Rock c. Conseil de Bande de Pessamit

2024 QCCS 1322

 COUR SUPÉRIEURE

 

CANADA

PROVINCE DE QUÉBEC

DISTRICT DE BAIE-COMEAU

 

N° :            655-17-000949-235

 

DATE :     22 février 2024

______________________________________________________________________

 

SOUS LA PRÉSIDENCE DE L'HONORABLE JUGE CARL LACHANCE, J.C.S.

______________________________________________________________________

 

 

JOHN ROCK

 

Demandeur

c.

CONSEIL DE BANDE DE PESSAMIT

 

Défendeur

 

 

______________________________________________________________________

 

JUGEMENT

______________________________________________________________________

 

APERÇU

[1]         Le 26 octobre 2023, le demandeur John Rock (« Rock ») notifie une demande d’injonction contre le défendeur, le conseil de bande de Pessamit (« Pessamit »).

[2]         Rock veut obtenir une ordonnance pour forcer Pessamit à enlever une clôture empêchant l’accès au lot C-001 sur lequel il soutient avoir des droits d’usage et de possession depuis une entente de transfert entre membres du 23 mars 2021[1].

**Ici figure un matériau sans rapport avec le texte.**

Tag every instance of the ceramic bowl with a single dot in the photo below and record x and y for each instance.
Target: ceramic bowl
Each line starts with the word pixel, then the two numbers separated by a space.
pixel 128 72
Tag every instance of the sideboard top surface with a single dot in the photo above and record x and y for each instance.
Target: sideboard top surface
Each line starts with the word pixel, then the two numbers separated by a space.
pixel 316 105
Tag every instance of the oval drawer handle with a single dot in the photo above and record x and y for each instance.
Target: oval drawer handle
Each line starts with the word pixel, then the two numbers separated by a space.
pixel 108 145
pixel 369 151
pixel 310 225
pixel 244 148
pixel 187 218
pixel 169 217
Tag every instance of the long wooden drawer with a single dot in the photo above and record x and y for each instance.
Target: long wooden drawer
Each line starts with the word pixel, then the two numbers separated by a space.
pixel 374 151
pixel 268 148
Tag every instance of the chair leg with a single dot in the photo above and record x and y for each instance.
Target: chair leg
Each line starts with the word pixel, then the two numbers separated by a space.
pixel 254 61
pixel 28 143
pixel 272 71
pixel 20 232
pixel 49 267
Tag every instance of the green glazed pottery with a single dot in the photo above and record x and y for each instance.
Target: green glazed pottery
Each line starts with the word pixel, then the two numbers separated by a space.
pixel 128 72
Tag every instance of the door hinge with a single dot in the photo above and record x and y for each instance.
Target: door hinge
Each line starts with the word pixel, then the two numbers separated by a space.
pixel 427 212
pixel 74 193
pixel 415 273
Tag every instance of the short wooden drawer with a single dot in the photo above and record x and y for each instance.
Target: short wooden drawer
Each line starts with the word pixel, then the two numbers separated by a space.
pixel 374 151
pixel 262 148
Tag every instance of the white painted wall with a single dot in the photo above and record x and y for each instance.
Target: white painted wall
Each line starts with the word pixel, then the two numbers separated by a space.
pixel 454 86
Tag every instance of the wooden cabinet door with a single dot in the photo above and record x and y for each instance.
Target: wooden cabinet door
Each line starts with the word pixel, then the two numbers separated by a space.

[3]         Il demande également au Tribunal d’entériner cette transaction de transfert, son droit d’usage sur le lot en question et son droit de propriété sur les bâtiments s’y trouvant.

[4]         Le 3 novembre 2023, Pessamit notifie une demande d’exception déclinatoire visant à déclarer que la Cour fédérale possède compétence exclusive pour trancher le litige et en conséquence, elle demande le rejet de l’injonction.

[5]         Pessamit soutient que le conseil de bande est un « office fédéral » soumis à la juridiction de la Cour fédérale et que c’est seulement devant cette juridiction que la demande en injonction de Rock, visant un contrôle judiciaire des décisions de Pessamit, dans le cadre de l’exercice de ses pouvoirs pour la santé et la gestion des terres découlant expressément ou implicitement de la Loi sur les Indiens, peut être tranchée.

[6]         Rock s’oppose au déclinatoire en plaidant entre autres que la Cour supérieure possède la compétence pour entendre « toute demande que la loi n’attribue pas formellement et exclusivement à une autre juridiction ou organisme juridictionnel ». Il plaide la coutume existante à Pessamit concernant l’attribution des terres confirmée par un jugement de la Cour fédérale, l’absence de règlement pour leur gestion et l’absence de décisions du conseil de bande adoptée par la majorité, à contrôler judiciairement.

DÉCISION

[7]         L’article 18 de la Loi sur les Cours fédérales[2] traite des compétences exclusives de cette Cour comme suit :

18. (1) Sous réserve de l’article 28, la Cour fédérale a compétence exclusive, en première instance, pour :

a) décerner une injonction, un bref de certiorari, de mandamus, de prohibition ou de quo warranto, ou pour rendre un jugement déclaratoire contre tout office fédéral;

b) connaître de toute demande de réparation de la nature visée par l’alinéa a), et notamment de toute procédure engagée contre le procureur général du Canada afin d’obtenir réparation de la part d’un office fédéral.

(2) Elle a compétence exclusive, en première instance, dans le cas des demandes suivantes visant un membre des Forces canadiennes en poste à l’étranger : bref d’habeas corpus ad subjiciendum, de certiorari, de prohibition ou de mandamus.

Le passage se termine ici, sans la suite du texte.